The timing is poor for Washington. Congress will confront the debt ceiling again in the next 90 to 120 days as the Treasury exhausts extraordinary measures. The $480 billion in net interest expense the US paid in fiscal 2024 is now the third-largest budget line after Social Security and Medicare. The weighted average coupon on outstanding debt sits at 3.3%, up from 1.6% in 2021, and every ten-basis-point rise in that average costs the Treasury roughly $36 billion annually at current debt levels. The Congressional Budget Office projects the debt-to-GDP ratio reaching 116% by 2034 under current policy. Moody's has historically moved to negative outlook when debt-to-GDP exceeds 110% without a credible consolidation plan.
Market reaction has been muted so far. Ten-year Treasury yields held near 4.6% through the week and the dollar index stayed flat. But allocators are quietly repositioning. Demand at the last three Treasury auctions—$58 billion in three-year notes, $39 billion in tens, $22 billion in thirties—showed declining indirect bidder participation, a proxy for foreign central bank appetite. The bid-to-cover on the ten-year auction was 2.31, the weakest since October. That is not a crisis. It is a visible step toward one.

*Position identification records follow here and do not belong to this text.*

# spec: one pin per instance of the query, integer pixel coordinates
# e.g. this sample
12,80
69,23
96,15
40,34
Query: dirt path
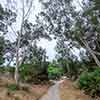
53,92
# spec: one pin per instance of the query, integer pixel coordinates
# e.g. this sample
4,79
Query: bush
12,87
90,82
54,72
32,73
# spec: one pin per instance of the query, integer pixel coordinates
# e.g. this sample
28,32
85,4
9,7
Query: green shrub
90,82
32,73
54,72
2,69
12,87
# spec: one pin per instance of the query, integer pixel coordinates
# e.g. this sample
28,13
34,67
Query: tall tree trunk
17,61
91,52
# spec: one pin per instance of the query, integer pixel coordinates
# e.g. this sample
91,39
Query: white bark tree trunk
91,52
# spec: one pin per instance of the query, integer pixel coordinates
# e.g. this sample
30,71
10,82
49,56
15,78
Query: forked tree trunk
91,52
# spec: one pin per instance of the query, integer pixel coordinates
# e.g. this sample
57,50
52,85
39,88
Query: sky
48,45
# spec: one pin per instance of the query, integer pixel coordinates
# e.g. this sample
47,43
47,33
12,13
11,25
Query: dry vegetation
26,92
68,92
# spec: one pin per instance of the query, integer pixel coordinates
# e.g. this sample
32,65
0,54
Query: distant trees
25,34
80,28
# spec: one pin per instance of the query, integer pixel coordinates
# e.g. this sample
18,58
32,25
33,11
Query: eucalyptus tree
23,31
7,17
86,29
80,27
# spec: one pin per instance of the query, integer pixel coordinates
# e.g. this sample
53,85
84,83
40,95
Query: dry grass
68,92
34,91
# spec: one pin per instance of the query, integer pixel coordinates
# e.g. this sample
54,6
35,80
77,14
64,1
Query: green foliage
12,87
32,73
90,82
54,72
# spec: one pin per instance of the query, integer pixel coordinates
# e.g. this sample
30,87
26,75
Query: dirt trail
53,92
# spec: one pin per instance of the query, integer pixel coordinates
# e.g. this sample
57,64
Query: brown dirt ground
34,93
69,92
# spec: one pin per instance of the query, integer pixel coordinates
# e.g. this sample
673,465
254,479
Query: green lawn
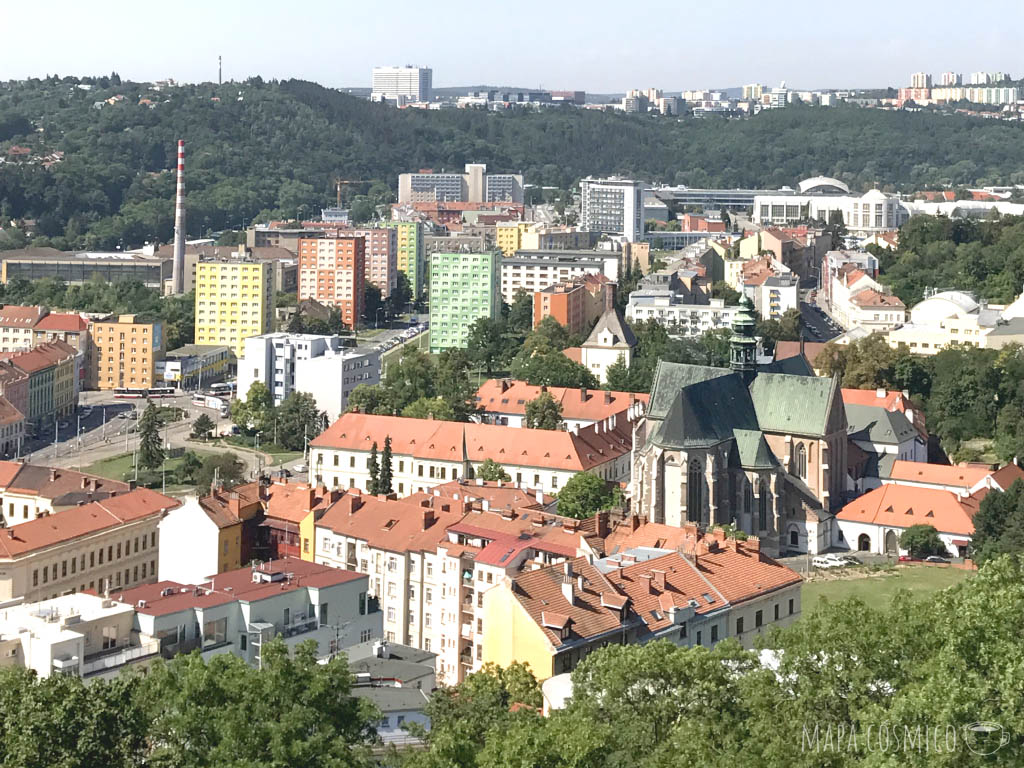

Allocators should watch three things in the next four months. First, whether Moody's issues a US outlook revision ahead of the debt ceiling impasse, as it did in November 2023. Second, whether Treasury's borrowing advisory committee adjusts its issuance calendar to front-load bills and reduce long-duration supply, signaling concern about curve demand. Third, whether the White House proposes any fiscal consolidation language in the State of the Union address, typically delivered in early February. The absence of that language would be the signal.
The US has carried a split rating for twelve years without meaningful yield penalty. That discount narrows each time another Aaa sovereign loses discipline in a low-growth environment and Moody's acts.